Put in another way: rather than selecting the census subdivision of Kitchener (1 unit), you select all the postal codes within the census subdivision of Kitchener (5659 units). Then you can filter out undesirable 'units' and be left with a list of postal codes that do have the variables of interest to you. Summing or averaging the filtered results will give you a better representation of the target group (in this case, those aged 65 who spend money on cellular services).
1. On the Pick Geography tab, select all postal code groups in the geographic area of interest.
2. On the Pick Geography tab, create a filter by clicking File, then Filter Selection, then New Filter.
3. Design your filter. You can simply click a variable to add it to the filter, in which case, you are requesting to view only postal codes that contain people or households with that variable attribute.
However, you will find it more helpful to filter to postal codes containing a certain threshold number or percentage of people/households with the desired variable. To choose a sensible threshold, you may wish to run a separate Output to find out the average statistic for a variable in the city.
For example, after running a separate Output, you could discover that people aged 65 or older make up 11.85% of the Kitchener population as a whole. So you would certainly want to filter out postal codes that contain a lower-than-average percentage of those people. You might even go so far as to filter to postal codes containing 25% or higher populations of age 65 or over. You can choose.
To add "greater than" or "less than" criteria to your filter, use the Operators tab of the Create Filter Formula dialog box:
4. Click OK. Your filter is added and postal codes are automatically removed from your Pick Geography selections based on the filter. In this example, we've filtered the 5659 postal codes in all of Kitchener to just 552 postal codes which have higher than average (25% or more) populations aged 65 or older.
Now that we've filtered to more relevant geographic areas in Kitchener, we can create an Output with our other variable of interest: expenditure on cellular services.
First, set up the Output on the Output tab (3rd tab). Choose "Create Output as Summary if you only want a statistic for all of Kitchener. This averages the results for each postal code.
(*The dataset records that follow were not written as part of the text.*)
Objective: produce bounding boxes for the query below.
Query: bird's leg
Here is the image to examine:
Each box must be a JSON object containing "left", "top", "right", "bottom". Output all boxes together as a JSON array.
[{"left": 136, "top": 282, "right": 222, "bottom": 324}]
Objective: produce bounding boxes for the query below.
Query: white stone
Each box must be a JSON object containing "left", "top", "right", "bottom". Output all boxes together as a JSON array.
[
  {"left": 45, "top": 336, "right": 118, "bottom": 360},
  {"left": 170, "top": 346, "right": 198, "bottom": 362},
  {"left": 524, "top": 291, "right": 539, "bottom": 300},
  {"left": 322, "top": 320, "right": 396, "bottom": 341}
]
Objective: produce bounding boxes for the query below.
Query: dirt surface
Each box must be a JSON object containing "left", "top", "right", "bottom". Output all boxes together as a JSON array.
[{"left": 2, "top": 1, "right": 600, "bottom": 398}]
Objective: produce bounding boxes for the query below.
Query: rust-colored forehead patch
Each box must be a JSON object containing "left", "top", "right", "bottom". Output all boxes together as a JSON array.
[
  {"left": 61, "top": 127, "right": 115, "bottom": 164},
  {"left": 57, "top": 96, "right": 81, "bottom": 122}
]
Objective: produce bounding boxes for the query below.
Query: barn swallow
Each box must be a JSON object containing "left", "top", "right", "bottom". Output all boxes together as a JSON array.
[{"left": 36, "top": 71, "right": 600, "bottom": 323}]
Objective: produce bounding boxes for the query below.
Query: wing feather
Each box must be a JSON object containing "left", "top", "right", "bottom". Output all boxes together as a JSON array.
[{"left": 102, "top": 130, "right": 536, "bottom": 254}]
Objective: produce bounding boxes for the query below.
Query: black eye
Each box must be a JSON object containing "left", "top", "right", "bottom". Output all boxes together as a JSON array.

Because your'e lumping the 552 postal codes into a single summary geography, you can use the Report Output Mode because you're not exceeding the 25 Geography limit for the Report output mode.
If you want to see the variation between all 552 postal codes, don't checkmark this box, and use the File Output Mode. (You would do this if you wanted to find out which specific postal codes had the highest average expenditure).
The resulting report provides the following statistic (note: the table below has been re-formatted and titled from the original Output):
|Average Cellular Services Expenditure (per household, per year)||$634|
As you can see, the average for the postal codes with a higher percentage of people aged 65+ is a little lower than the average for all of Kitchener ($697). This is a more accurate representation, but of course, isn't a perfect representation.
Ultimately, the original question,
"What do people aged 65 or older spend, on average, on cellular services per year in Kitchener?"
cannot be answered as is. However, a similar statistic can be generated:
In Kitchener, postal codes consisting of a high percentage (25% or more) of people aged 65 or older, on average, spend $634 per household per year.